Alguns sambas marcaram a história do carnaval da cidade como “Na boca da Noite” (1985), consagrada obra de autoria de Paulinho Carioca e Maguila, que ainda ecoou pelas bandas de lá. Depois de um jejum entre os anos de 1996 e 2008, a escola voltou a comemorar um título com o enredo “2785, A insólita viagem do navegador francês Jean François de Lapèrouse à Ilha de Santa Catarina.”
 
Para esse ano, a única representante do continente traz para o carnaval a trajetória dos ciclos econômicos brasileiros com o enredo “Vossa Majestade, beijo-lhe às mãos! A terra do pau-brasil é boa, e, querendo aproveitá-la, tudo nela dá”. O pau-brasil, a cana-de-açúcar, a mineração, o café, a borracha e os novos ventos da indústria e globalização serão dispostos nos quatro setores que abarcam o desfile.
 
O samba-enredo, que tem como autores Juninho Zuação, André Cunha e Diego Nicolau, é o que podemos chamar de um samba valente. O ponto forte do samba é a empolgação que permeia toda obra que, dada a profundidade do enredo, consegue dar leveza a obra que teria tudo para “pesar” na avenida. Mas não é que acontece.
 
Juninho Zuação, por e-mail, resume bem os ideais estéticos buscados na obra: “nossa meta era juntar um samba rico em letra e com uma melodia forte […] O clima dele era de fácil aceitação, um samba não muito difícil para os componentes, mas rico nos quesitos necessários […] focamos muito num refrão marcante.”
 
Uma particularidade da agremiação em relação às demais escolas é o sistema de gravação da obra. O samba foi gravado no estilo “ao vivo”, ou seja, procura aproximar-se de uma execução calorosa no seio da comunidade, usando de recursos como o coro – bastante numeroso – e a captação da bateria, que trazem à tona um clima de quadra lotada. Quem ouvir o samba da Escola Consulado na minha última crônica e compará-lo com esta gravação poderá facilmente perceber a diferença de foco entre as duas, sobretudo no que tange ao andamento – mais acelerado e, portanto, mais próximo daquele empregado no desfile.
 
Será que o sonho dourado do título aportará em solo azul e branco? É o que veremos… Enquanto isso, ficamos com o samba na voz do excelente intérprete Sabarah e sua harmonia.

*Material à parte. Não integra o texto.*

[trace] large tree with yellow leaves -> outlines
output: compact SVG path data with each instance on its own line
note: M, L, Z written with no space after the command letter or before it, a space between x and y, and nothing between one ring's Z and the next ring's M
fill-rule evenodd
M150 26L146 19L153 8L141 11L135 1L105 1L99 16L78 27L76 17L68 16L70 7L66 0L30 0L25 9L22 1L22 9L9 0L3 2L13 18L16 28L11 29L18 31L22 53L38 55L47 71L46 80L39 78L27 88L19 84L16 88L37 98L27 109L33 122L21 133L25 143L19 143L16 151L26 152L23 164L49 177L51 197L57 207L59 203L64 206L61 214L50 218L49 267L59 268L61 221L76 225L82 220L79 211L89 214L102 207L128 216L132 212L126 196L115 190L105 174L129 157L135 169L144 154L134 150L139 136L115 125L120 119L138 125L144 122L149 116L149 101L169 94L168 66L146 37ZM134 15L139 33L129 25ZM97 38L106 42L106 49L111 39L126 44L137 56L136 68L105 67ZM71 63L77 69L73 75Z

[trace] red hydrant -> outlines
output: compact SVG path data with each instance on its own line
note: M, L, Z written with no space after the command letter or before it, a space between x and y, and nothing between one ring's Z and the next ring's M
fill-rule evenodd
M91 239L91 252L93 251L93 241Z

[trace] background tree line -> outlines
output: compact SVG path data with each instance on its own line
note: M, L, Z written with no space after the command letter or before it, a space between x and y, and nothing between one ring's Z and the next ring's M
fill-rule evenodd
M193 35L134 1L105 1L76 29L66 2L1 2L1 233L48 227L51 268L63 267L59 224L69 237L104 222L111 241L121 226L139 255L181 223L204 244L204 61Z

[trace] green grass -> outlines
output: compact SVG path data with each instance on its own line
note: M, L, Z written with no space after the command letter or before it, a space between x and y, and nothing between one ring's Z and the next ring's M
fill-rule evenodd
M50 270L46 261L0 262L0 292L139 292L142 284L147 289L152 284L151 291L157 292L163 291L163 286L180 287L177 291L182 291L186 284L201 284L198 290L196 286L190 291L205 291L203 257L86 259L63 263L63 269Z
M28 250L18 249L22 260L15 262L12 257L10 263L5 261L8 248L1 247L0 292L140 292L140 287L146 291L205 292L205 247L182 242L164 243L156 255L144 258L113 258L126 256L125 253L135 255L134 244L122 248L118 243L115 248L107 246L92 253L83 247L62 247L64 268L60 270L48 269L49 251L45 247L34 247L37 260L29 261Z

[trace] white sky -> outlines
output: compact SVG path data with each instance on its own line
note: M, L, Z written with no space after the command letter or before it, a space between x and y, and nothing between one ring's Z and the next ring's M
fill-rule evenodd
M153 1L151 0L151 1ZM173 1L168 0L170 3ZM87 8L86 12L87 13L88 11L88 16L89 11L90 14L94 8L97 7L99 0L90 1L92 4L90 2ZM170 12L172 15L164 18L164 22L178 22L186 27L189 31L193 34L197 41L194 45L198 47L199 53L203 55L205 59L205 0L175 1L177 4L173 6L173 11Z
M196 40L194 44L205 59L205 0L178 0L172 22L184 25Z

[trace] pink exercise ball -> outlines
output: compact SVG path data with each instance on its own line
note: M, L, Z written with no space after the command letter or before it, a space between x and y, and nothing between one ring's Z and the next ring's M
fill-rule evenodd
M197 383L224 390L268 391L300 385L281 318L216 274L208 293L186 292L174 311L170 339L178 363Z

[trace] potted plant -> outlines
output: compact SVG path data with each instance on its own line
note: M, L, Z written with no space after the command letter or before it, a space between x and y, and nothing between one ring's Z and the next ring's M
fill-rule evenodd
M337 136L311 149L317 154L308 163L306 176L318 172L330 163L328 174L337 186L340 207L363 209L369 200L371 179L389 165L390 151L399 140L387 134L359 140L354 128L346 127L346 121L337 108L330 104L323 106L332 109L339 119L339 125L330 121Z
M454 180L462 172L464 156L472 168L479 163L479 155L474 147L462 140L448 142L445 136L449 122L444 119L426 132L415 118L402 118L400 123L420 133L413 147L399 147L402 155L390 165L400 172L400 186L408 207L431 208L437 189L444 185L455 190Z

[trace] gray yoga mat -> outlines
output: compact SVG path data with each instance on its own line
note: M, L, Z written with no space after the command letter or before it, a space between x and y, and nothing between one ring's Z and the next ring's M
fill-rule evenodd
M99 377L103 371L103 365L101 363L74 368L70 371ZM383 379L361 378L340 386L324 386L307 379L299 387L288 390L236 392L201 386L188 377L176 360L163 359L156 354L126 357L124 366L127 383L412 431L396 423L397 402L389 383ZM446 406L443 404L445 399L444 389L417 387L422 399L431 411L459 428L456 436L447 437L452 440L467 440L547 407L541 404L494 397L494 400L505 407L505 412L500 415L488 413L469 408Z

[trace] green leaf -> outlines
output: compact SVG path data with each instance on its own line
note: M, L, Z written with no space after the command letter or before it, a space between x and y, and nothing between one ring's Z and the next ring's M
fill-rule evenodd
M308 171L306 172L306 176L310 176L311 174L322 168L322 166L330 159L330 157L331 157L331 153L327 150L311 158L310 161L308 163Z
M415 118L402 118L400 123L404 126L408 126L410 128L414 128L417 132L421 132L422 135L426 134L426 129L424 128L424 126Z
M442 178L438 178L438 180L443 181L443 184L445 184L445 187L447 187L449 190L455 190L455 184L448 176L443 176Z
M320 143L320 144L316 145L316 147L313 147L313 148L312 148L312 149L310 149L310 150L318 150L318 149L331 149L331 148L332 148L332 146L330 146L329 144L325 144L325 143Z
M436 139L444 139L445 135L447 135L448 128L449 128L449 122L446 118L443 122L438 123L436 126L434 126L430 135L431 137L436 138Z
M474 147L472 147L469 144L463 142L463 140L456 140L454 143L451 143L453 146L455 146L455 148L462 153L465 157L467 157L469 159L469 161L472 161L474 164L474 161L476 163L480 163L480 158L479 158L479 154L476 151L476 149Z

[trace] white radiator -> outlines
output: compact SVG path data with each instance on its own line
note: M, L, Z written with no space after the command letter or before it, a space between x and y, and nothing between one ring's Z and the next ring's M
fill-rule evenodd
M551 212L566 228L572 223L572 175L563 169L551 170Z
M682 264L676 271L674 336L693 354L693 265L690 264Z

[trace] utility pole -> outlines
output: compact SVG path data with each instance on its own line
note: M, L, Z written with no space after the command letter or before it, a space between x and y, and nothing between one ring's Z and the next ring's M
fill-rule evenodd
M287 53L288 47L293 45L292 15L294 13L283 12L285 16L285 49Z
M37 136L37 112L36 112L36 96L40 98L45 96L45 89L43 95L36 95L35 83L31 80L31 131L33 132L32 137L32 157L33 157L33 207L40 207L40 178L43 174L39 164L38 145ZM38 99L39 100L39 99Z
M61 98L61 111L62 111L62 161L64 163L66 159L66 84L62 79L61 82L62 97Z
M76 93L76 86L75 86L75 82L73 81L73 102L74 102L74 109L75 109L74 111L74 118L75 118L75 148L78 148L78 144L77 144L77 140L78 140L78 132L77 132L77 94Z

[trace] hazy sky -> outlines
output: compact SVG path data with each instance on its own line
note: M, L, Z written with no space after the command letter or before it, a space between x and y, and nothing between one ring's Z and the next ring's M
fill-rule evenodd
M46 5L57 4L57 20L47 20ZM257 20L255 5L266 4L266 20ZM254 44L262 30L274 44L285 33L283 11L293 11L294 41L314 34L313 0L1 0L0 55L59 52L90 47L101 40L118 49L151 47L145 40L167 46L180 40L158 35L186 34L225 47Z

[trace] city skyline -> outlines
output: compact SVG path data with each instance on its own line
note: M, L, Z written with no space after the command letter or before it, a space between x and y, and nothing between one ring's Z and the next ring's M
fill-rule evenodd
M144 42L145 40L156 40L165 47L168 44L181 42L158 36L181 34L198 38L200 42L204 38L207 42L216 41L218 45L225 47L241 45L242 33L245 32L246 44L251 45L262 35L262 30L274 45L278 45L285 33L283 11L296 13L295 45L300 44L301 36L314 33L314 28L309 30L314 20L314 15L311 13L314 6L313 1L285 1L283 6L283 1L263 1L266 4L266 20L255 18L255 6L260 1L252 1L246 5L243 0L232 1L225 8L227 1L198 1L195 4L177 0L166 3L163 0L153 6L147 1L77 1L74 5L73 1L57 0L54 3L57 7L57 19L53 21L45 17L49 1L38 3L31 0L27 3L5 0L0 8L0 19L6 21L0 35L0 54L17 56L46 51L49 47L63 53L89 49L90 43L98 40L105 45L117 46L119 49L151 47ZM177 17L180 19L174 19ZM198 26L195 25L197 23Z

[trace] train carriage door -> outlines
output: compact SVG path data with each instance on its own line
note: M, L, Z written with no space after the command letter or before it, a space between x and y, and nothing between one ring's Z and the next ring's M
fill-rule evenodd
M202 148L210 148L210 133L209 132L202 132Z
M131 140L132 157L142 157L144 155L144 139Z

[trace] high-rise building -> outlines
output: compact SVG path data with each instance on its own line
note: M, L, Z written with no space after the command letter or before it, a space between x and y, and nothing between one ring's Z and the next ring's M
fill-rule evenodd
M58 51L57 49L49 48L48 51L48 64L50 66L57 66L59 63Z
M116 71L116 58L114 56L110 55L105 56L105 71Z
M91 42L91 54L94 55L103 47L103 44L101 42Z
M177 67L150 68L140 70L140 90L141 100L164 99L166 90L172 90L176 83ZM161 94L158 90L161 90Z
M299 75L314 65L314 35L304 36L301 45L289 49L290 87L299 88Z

Mais informações: www.coloninha.org.br

S.R.C. Unidos da Coloninha
Enredo: “Vossa Majestade, beijo-lhe as mãos! “A terra do pau-brasil é boa e querendo aproveitá-la, tudo nela dá”
Carnavalesco: José Alfredo Beirão Filho
Compositores: Juninho Zuação, André Cunha e Diego Nicolau

O índio foi quem extraiu
No troca-troca a madeira pau-brasil
E a coroa portuguesa levou nossa riqueza
Pra Europa conquistar
A cana-de-açúcar que fez o país prosperar
Escravos trabalhavam sol a sol
Trazidos de além-mar, Cidades mineiras a se revelar
Um mundo dourado a brilhar

Que mulher não sonhou ter diamantes
Mas Chica da Silva se fez deslumbrante
A borracha e o café quem e que não quer?                      BIS
Tesouros dessa terra fascinante

Da crise à evolução Indústrias fortalecem a brava nação
O petróleo é nossa riqueza
Faz do meu país grande certeza
O período JK fez o povo sonhar, resplandecer Brasil…
Em cada rosto uma expressão
Em cada gesto a emoção
A esperança no olhar Templos de consumo, globalização
Um novo mundo pra ganhar seu coração

Quero tanto dizer como eu amo você
Minha Majestade és tu Coloninha!
Se Caminha escreveu                                                       BIS
Esse chão tem riqueza, esse solo é meu!